- Born: 1967 (age 58–59) Glasgow, Scotland
- Education: Glasgow Caledonian University (HND)
- Occupation: Businesswoman
- Known for: CEO of BT Group
- Predecessor: Philip Jansen
- Children: 2

= Allison Kirkby =

British businesswoman

Allison Kirkby (born 1967) is a British businesswoman who has been the chief executive of BT Group since February 2024. She had earlier led the Swedish telecoms companies Tele2 and Telia, and the Danish company TDC.

==Early life and education==
Kirkby was born in Glasgow, Scotland in 1967, and grew up there. On leaving school, she worked as a trainee accountant in the Scotch whisky industry. She later earned a Higher National Diploma (HND) in accounting from Glasgow Caledonian University, and is a fellow of the Chartered Institute of Management Accountants (FCMA).

== Career ==
Kirkby qualified as a chartered management accountant in 1990 while working at Guinness. She worked at Procter & Gamble for 20 years before entering the telecoms industry with Virgin Media. She then led Tele2 and TDC Holding A/S from 2015 to 2020.

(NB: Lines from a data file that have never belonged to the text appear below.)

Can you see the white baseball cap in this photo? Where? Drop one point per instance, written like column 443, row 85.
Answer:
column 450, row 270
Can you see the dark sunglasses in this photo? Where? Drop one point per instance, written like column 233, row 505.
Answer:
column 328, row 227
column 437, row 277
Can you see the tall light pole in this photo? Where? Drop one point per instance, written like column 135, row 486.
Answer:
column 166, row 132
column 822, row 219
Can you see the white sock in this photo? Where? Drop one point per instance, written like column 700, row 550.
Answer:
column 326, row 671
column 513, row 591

In 2019, she was appointed to the board of BT Group as a non-executive director. In 2020, Kirkby became chief executive of Telia Company, Sweden's largest telecoms provider of which 40% is owned by the state.

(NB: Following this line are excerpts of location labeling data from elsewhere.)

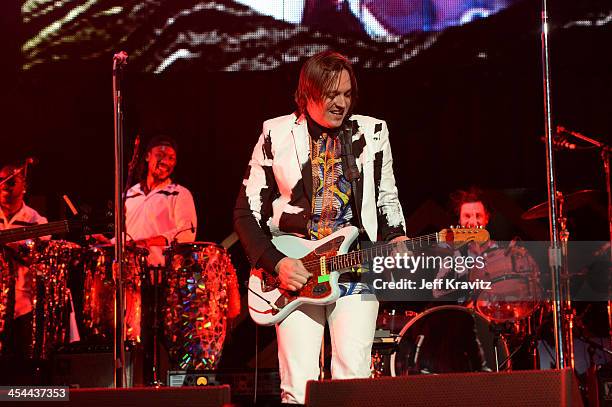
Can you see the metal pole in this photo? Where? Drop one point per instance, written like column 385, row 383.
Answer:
column 554, row 254
column 119, row 61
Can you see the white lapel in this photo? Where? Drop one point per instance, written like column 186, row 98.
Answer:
column 301, row 139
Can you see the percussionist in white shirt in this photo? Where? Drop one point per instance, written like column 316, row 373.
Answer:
column 157, row 209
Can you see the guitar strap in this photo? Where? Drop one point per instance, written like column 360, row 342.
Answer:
column 350, row 170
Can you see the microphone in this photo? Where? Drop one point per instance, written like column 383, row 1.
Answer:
column 419, row 343
column 560, row 142
column 120, row 57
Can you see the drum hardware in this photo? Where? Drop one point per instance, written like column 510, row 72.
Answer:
column 514, row 292
column 201, row 295
column 571, row 202
column 448, row 338
column 155, row 282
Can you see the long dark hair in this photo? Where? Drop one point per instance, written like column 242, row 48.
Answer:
column 319, row 73
column 473, row 194
column 140, row 174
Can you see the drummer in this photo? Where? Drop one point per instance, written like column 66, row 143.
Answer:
column 159, row 211
column 15, row 213
column 472, row 211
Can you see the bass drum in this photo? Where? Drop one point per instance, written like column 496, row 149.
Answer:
column 447, row 339
column 515, row 291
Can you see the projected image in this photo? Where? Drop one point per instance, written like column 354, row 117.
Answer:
column 235, row 35
column 379, row 18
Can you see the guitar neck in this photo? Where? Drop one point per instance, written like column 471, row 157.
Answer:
column 359, row 257
column 29, row 232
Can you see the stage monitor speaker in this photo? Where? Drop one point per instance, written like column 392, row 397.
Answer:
column 213, row 396
column 511, row 389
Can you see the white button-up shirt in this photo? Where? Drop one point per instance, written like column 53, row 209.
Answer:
column 168, row 210
column 26, row 216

In August 2023, BT Group announced Kirkby's appointment as chief executive officer, to succeed Philip Jansen in February 2024 as the first woman to hold the position. As chief executive, Kirkby would be responsible for the £15 billion rollout of fibre broadband to 25 million homes by 2026 and the cutting of up to 55,000 jobs by 2030.

== Personal life ==
Kirkby is married with two children, a daughter and a son. She splits her time between homes in Stockholm, Sweden and Windsor, England.